Thursday, June 25, 2009

Carpinus




If ever there were a respectable, modest and seemly tree it is the Common Hornbeam, Carpinus betulus. It is composed, soigne, adaptable to city conditions and untroubled by disease, pests or outbursts of floral display. Like most things that are valued for their irreproachable decency, the hornbeam usually goes unnoticed, but Dirr judges it "one of the very finest landscape trees." Then, curiously, he says it possesses an "...air of aloofness unmatched by any plant." I'm not sure that I would describe its polish as "aloof," but once you start noticing, you fall into characterizations.


The Common Hornbeam is European. We have a nice native species that is less often seen in the city: Carpinus caroliniana. It's smooth sinewy grey bark is notable.


I was pleased to see saplings of a few other species at the Brooklyn Botanic Garden. Carpinus orientalis (right) is from southeast Europe and Asia Minor and might tolerate city heat better than C. betulus. The elegant long leaf of C. japonicus (center) attracted me, but Dirr, citing examples from Georgia commented that the leaves were bedraggled by late summer and "the literature has been kinder to the species that its performance warrants." C. coreana (left) has a splendid little leaf.

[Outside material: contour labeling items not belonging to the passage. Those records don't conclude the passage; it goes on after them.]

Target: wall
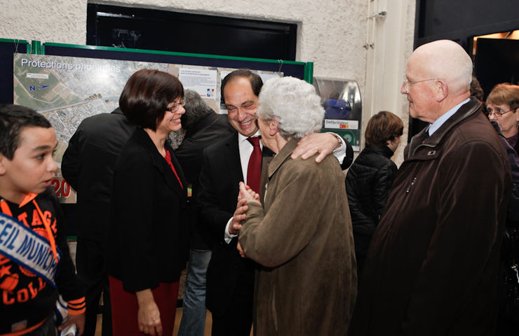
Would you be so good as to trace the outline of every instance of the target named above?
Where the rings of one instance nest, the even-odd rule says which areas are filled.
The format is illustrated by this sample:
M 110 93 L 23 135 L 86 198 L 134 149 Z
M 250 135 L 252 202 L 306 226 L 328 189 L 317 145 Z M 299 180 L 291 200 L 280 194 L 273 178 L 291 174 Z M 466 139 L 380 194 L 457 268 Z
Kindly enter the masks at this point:
M 370 117 L 386 106 L 385 102 L 372 104 L 381 94 L 370 86 L 366 90 L 366 77 L 369 85 L 379 83 L 386 77 L 384 69 L 392 69 L 391 61 L 397 65 L 397 76 L 403 78 L 403 64 L 410 53 L 414 31 L 414 1 L 394 0 L 99 0 L 99 4 L 140 6 L 188 13 L 206 13 L 236 18 L 272 20 L 296 22 L 298 24 L 296 60 L 314 62 L 314 76 L 337 78 L 355 79 L 358 82 L 364 105 L 363 127 Z M 382 3 L 382 5 L 381 5 Z M 4 14 L 0 18 L 0 38 L 21 38 L 27 41 L 86 44 L 87 0 L 0 0 Z M 251 7 L 253 4 L 253 7 Z M 377 36 L 382 32 L 393 36 L 398 32 L 399 43 L 394 48 L 364 48 L 368 27 L 368 5 L 388 7 L 386 20 L 398 20 L 397 27 L 384 22 L 377 22 Z M 393 10 L 395 8 L 395 10 Z M 398 15 L 397 15 L 398 13 Z M 387 20 L 389 19 L 389 20 Z M 382 45 L 381 45 L 382 46 Z M 391 49 L 393 48 L 393 49 Z M 377 50 L 378 56 L 373 57 Z M 392 52 L 394 56 L 385 59 L 384 53 Z M 368 63 L 369 62 L 369 63 Z M 387 64 L 380 67 L 379 64 Z M 381 72 L 382 71 L 382 72 Z M 391 78 L 394 75 L 391 75 Z M 382 86 L 382 97 L 399 94 L 394 85 Z M 385 82 L 384 82 L 385 83 Z M 407 115 L 407 106 L 401 99 L 388 99 L 389 111 Z M 407 126 L 407 122 L 405 122 Z M 402 146 L 403 147 L 403 146 Z M 401 158 L 397 155 L 396 161 Z M 394 158 L 393 158 L 394 159 Z

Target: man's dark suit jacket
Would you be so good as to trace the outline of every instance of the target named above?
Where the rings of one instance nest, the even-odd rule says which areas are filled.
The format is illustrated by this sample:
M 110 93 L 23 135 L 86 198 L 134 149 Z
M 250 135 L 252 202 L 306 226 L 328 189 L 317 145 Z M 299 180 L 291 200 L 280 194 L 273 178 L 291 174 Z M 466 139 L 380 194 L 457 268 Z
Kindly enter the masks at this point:
M 230 244 L 224 239 L 225 227 L 236 209 L 238 185 L 243 181 L 238 133 L 205 148 L 203 159 L 196 203 L 199 216 L 214 239 L 207 272 L 205 305 L 213 314 L 222 316 L 238 281 L 250 286 L 251 295 L 254 290 L 254 262 L 240 257 L 236 250 L 238 237 Z
M 346 141 L 343 169 L 351 164 L 353 153 Z M 269 148 L 263 148 L 263 167 L 273 155 Z M 229 244 L 224 239 L 225 227 L 236 209 L 238 183 L 243 181 L 238 133 L 205 148 L 196 206 L 201 220 L 215 239 L 207 272 L 205 306 L 217 316 L 225 313 L 238 281 L 250 284 L 250 295 L 253 295 L 255 263 L 240 256 L 236 250 L 238 237 Z
M 193 185 L 193 197 L 196 197 L 198 192 L 196 181 L 202 169 L 203 150 L 236 132 L 229 124 L 227 115 L 217 114 L 213 111 L 189 127 L 182 144 L 175 150 L 175 155 L 180 162 L 187 182 Z M 208 244 L 212 239 L 208 237 L 206 227 L 203 221 L 198 220 L 196 216 L 191 219 L 191 248 L 210 248 Z

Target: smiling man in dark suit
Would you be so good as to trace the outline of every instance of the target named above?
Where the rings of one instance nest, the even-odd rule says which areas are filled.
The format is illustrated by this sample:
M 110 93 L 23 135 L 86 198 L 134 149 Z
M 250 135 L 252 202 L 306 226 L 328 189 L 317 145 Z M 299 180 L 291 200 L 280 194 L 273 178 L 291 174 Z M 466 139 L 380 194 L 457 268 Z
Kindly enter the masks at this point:
M 256 121 L 257 99 L 263 82 L 249 70 L 236 70 L 222 83 L 229 120 L 237 132 L 208 147 L 196 198 L 201 220 L 214 239 L 207 272 L 206 306 L 213 314 L 212 335 L 248 336 L 252 322 L 255 264 L 240 257 L 236 245 L 241 217 L 234 216 L 238 183 L 260 186 L 262 145 Z M 295 156 L 316 161 L 334 153 L 342 168 L 353 159 L 351 147 L 332 134 L 312 134 L 300 142 Z M 338 152 L 338 153 L 337 153 Z M 345 158 L 346 157 L 346 158 Z M 252 181 L 254 180 L 254 181 Z M 254 188 L 254 187 L 253 187 Z M 259 190 L 258 190 L 259 191 Z

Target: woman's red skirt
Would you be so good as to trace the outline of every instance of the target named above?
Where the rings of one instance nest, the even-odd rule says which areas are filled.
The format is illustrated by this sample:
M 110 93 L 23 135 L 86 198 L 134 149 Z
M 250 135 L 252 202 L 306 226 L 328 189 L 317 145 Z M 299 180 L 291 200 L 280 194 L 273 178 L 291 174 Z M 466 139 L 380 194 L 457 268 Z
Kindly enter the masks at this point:
M 108 276 L 112 299 L 112 326 L 113 336 L 142 336 L 139 331 L 137 314 L 139 304 L 135 293 L 123 289 L 123 283 L 113 276 Z M 161 282 L 152 289 L 153 298 L 161 312 L 163 336 L 173 335 L 175 314 L 177 312 L 179 281 Z

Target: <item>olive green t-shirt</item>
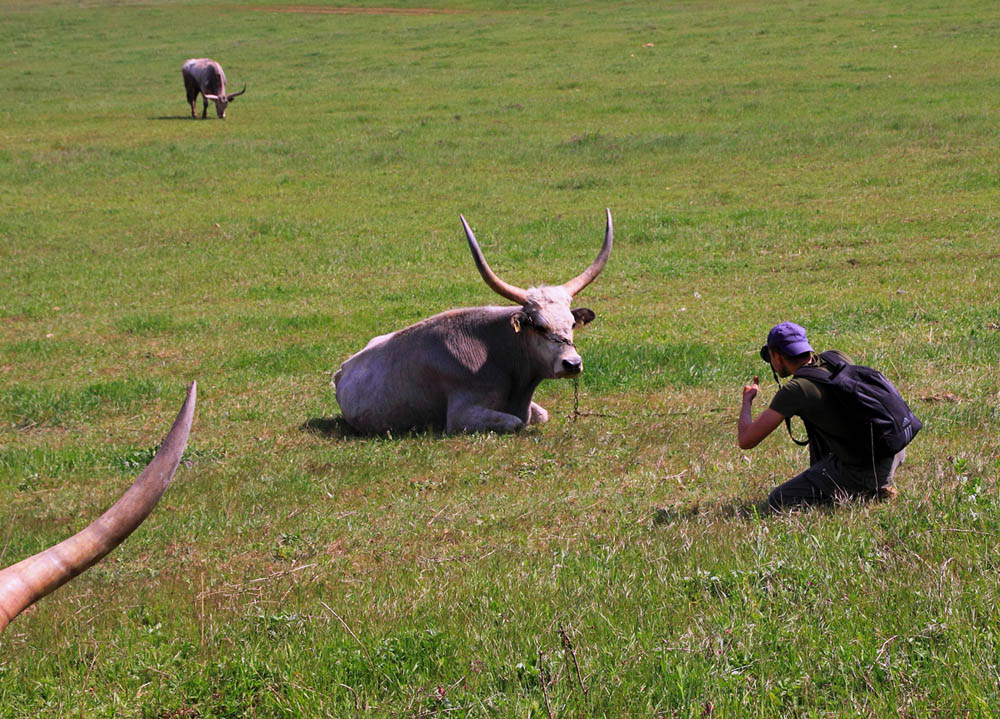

Of these less common forms, only C. coreana is widely available. Nurseries specializing in bonsai carry it.

Friday, June 12, 2009

Highline




All praise: I had high expectations and it was better than I hoped. There’s been tons of coverage on this, so I’ll just make a few comments I haven’t heard elsewhere.
1) New York has become a city of promenades. We’ve always had the streets, then the parks that were developed along the river fronts, and now, triumphantly, The Highline. Raised to give a new and privileged view of the surroundings, winding its unforced way along the path of the old rail line, sectionally interesting, and lively with incident: it absorbs people without seeming crowded. The pedestrian development along Broadway from Times to Madison Square is similarly promising.
2) The plantings are truly interesting. Some are native (not that many) and many are unfamiliar. A shrub with little whorls of white flowers in racemes: I guessed it was Cyrilla, but when I got home and Iooked it up, it was not. Can anyone identify it? I’ve emailed for a plant list.
3) It will be interesting to see if the management lets the plants compete and sort out their own communities and successions. I dearly hope that is their approach, but I fear the public’s demand for prettiness and grooming may make that difficult. This is an experiment in the public’s acceptance of a new taste in planting. We may be moving away from the artifice of mown lawns, color coordinated bedding plants, and cultivars selected for purple leaves. Other things are possible: Watteau’s satin partygoers, for instance, made love in overgrown parks.
4) The Highline’s palimpsest promotes kind of archeological inquisitiveness. Old infrastructure is exposed. Old building juxtapose new. This is how New York is. Memories arise, of the piers, the Roxy, the old office, the old trannies, watching ice tick seaward on the Hudson…
5) It closes at 10. Some day it will be open all night, and that will be something.


6) But most of all, it comes off and all seems plausible and unforced. That is the hardest thing to do.